6. Seja repensado o instituto da Fraude à Execução, em especial ante o novo regramento legal que exige o prévio registro da penhora para que ela seja oponível a terceiros;
7. Que o sistema registral deve ser completo, concentrando-se numa única matrícula a inscrição de todos os atos relativos ao imóvel;
8. É urgente a adoção de um seguro sobre a transação imobiliária, evitando-se danos irreparáveis, especialmente, quando se cuida da aquisição da casa própria ou quando se cuida de uma perspectiva eminentemente social”.
Por derradeiro, recomendou-se a criação de uma cultura de segurança jurídica para evitar surpresa e acautelar melhor o exercício dos direitos da cidadania assegurados na Constituição.
Cumpre reafirmar-se que a existência de uma certidão, positiva ou negativa, existe tão-só para que o adquirente saiba da real situação da coisa adquirida, mesmo com débitos pendentes. A decisão sobre a conveniência do negócio é do adquirente. O negócio pode lhe convir ainda que pendente de hipoteca ou direito real de fruição de outrem.
5. DAS CAUTELARES FISCAIS
Outro dado jurídico relevante consiste na adoção pelo legislador federal da chamada Medida Cautelar Fiscal, constante da Lei 8.397, de janeiro de 1992, o que seria inconciliável com outros diplomas legais precedentes. Assim se diz porque, no momento em que o legislador declarou a indisponibilidade de todo um patrimônio de eventual devedor, ou mesmo não-devedor, mas sem ostentar uma negativa fiscal, não careceria mais de uma declaração judicial de indisponibilidade. Aliás, em artigo no qual enfrentamos esse tema e denominado “A Medida Cautelar Fiscal e as Negativas Fiscais” expressamos que o juiz somente pode deferir a cautela se verificados alguns pressupostos objetivos e que estão catalogadas no art. 2º do mesmo diploma legal.

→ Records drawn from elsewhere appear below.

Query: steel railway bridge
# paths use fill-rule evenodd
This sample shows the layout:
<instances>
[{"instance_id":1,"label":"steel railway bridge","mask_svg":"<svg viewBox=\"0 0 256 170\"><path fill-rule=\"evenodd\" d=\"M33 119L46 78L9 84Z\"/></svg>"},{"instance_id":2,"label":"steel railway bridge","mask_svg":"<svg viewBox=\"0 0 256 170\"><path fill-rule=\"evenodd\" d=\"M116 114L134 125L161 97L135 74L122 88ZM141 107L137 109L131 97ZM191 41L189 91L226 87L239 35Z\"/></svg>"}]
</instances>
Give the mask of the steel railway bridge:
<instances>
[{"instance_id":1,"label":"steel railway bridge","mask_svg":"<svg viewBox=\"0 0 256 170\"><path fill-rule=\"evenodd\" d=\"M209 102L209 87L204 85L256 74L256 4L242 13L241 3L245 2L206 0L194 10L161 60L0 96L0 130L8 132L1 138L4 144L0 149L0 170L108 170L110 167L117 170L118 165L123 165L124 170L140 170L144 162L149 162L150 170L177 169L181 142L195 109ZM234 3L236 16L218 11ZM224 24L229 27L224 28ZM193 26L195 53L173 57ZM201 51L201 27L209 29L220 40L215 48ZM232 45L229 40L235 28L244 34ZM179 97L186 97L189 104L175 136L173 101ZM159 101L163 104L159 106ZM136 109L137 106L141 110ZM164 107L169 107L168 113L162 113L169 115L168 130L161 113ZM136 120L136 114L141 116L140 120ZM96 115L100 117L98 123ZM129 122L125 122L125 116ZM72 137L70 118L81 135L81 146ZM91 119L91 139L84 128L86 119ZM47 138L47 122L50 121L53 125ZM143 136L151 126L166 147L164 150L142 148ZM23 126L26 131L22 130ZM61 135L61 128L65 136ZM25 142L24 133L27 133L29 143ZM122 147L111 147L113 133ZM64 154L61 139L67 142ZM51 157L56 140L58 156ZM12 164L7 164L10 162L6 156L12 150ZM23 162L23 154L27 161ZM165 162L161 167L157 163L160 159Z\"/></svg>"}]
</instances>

Isso ocorre quando o devedor está sem domicílio certo, ou se ausenta, ou incorre em insolvência, ou quando contrai dívidas que comprometeram a liquidez do patrimônio, ou quando os créditos fiscais ultrapassem 30% do patrimônio conhecido, entre outros casos.
Sustentamos que a medida cautelar fiscal constitui-se em autêntico arresto, devendo atentar, outrossim, ao princípio da especialidade, bem assim ser levada a registro.
Outra diligência em prol do Fisco foi instituída, constituindo-se no chamado Arrolamento de Bens, que possui, igualmente, caráter acautelatório, sendo acessível seu registro no álbum imobiliário, onde se atentou, em boa hora, para o princípio da especialidade.
Ora, se jurídica a pretensão legal de impedir-se a lavratura de atos notariais pela simples ausência de negativas fiscais, via indireta, estar-se-ia deferindo uma indisponibilidade coletiva, mas sem os pressupostos objetivos que o próprio legislador fez exigir para si mesmo.
Reafirmamos a premissa de que, no momento em que o Poder Público pode declarar indisponível parte do patrimônio de devedor, desde que caracterizada alguma situação prevista na respectiva lei, está o mesmo legislador admitindo que, nos demais casos e sem a tutela judicial, não pode tornar indisponível o patrimônio do cidadão, mesmo que o faça por via transversa, ou seja, truncando os negócios jurídicos, condicionando-os à prévia declaração de inexistência de eventual débito com alguma área fiscal.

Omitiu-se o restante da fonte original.